This week my ikebana (Japanese flower arranging) lesson revealed so much about an old pattern I have in dealing with strong emotions of the heavy hearted variety like disappointment and sadness. In the lesson we are taking the materials that would be in one kenzan (holder) and we are splitting them into two kenzans.
I arranged the materials on the left kenzan first and as I was working on the right side, my teacher observed that it looks like I'm having a conflict in a relationship. I know I looked at her with wide eyes with surprise as I was feeling heavy hearted about a relationship. "How did she know?" I thought, "Am I that much of an open book? I haven't said anything." In the photo on the left above, look at the branch on the right. This is the supporting "companion" material for the orchids just in front of it. Notice how the line is so straight compared to the beautifully curvy branches on the left. To remedy this problem, I selected another branch, one with a better curved line as seen in the photo on the right.
It seemed easier with the flowing line of the branch to place it in harmony with the orchids.
Additional small branches were added to the arrangement in the right kenzan. In the photo on the left, you can see how there is too much space between the two arrangements. My teacher described it as if these two arrangements were having an argument. It does look as if the arrangement on the right is looking away from the left one. The fix was to add another stem of orchids. I knew to place it leaning toward the other arrangement as if it was reaching out.

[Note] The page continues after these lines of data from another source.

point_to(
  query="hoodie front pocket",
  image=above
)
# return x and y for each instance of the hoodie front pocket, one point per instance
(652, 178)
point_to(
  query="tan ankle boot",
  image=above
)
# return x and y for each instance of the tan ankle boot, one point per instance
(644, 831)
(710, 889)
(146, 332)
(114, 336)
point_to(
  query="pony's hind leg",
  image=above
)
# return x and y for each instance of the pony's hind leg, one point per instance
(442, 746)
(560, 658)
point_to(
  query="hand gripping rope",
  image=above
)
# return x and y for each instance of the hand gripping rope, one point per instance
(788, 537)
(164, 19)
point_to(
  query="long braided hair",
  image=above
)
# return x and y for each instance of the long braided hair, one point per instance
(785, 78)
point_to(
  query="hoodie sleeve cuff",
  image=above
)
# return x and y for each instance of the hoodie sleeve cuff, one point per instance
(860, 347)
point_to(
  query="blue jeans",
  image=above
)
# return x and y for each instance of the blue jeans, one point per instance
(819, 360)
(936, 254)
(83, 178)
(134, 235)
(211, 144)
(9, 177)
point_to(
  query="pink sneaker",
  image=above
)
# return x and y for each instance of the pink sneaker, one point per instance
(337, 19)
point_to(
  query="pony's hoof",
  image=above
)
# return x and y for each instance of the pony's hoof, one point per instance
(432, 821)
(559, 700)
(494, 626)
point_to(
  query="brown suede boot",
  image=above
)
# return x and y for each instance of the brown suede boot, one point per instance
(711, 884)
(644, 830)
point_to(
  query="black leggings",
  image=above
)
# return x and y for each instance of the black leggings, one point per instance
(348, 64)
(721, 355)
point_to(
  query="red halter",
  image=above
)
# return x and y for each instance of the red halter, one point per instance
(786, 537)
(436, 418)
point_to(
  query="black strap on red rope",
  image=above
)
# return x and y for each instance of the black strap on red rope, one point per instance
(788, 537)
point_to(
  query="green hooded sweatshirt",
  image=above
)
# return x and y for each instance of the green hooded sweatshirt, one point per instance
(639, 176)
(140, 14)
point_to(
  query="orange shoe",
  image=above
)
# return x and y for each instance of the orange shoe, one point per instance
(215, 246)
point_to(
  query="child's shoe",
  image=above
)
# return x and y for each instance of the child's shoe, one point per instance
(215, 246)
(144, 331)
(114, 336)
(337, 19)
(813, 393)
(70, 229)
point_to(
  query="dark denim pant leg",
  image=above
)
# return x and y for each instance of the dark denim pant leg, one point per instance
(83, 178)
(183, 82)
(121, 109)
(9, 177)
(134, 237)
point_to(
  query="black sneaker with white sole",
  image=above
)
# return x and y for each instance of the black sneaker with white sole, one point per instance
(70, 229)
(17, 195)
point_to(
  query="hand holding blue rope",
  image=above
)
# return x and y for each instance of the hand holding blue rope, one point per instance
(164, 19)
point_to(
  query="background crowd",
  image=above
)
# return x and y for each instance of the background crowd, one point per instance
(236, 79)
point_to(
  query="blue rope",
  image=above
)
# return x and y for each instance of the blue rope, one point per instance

When photographing my arrangements, I like to look at the relationship of the companions. Here we can see how the branch and the flowers work together.
At the other side of the container, the orchids fill the space between the branches. It feels like an embrace, doesn't it?
Here is another angle showing this embrace.
When I looked behind the arrangement, I noticed how the materials were reflected in the water.
It is almost as if there was no gap between the two arrangements.
Here is a look at the arrangement in the Tokonoma. Every time I work on an arrangement and step back to look at it, I feel a warmth around my heart and then an explosion like fireworks. Last night was no different. I selected the bleached kiwi branches to represent the starkness of winter. The vibrant orchids reflect how passionate I feel these days and also make a great tribute to the Chinese New Year celebration. Last year was the Year of the Tiger. In 2011 we enter the Year of the Rabbit, a more peaceful time. It is good that I removed all strife from this arrangement, it is a better reflection of the type of year I want to have - in balance, harmony, and peace.
Although I had entered class last night with a heavy heart, I softened and discovered something new - next time I will try leaning into difficult emotions rather than pulling back and retreating. This morning while photographing the arrangement, I realized that creating art whether it is a flower arrangement, collage, or photograph, is an essential way for me to communicate my ideas and feelings. This morning I felt like I heard my heart and it is happy that I get it.
Today's Zen Card is on balance:
The center is not
always the point of
balance. When you find
that place where
BALANCE is
achieved, peace will
result in all situations.
There is no conflict, for
everything RESTS
without strain.
Ikebana is about finding balance. Not all students consider how their arrangements are a metaphor for balancing the relationships in their own lives. For me however, ikebana is so much more than creating a pleasing arrangement - it is a very personal and transformative experience.
Today I am filled with so much gratitude for the opportunity to learn ikebana from my teacher Antoinette.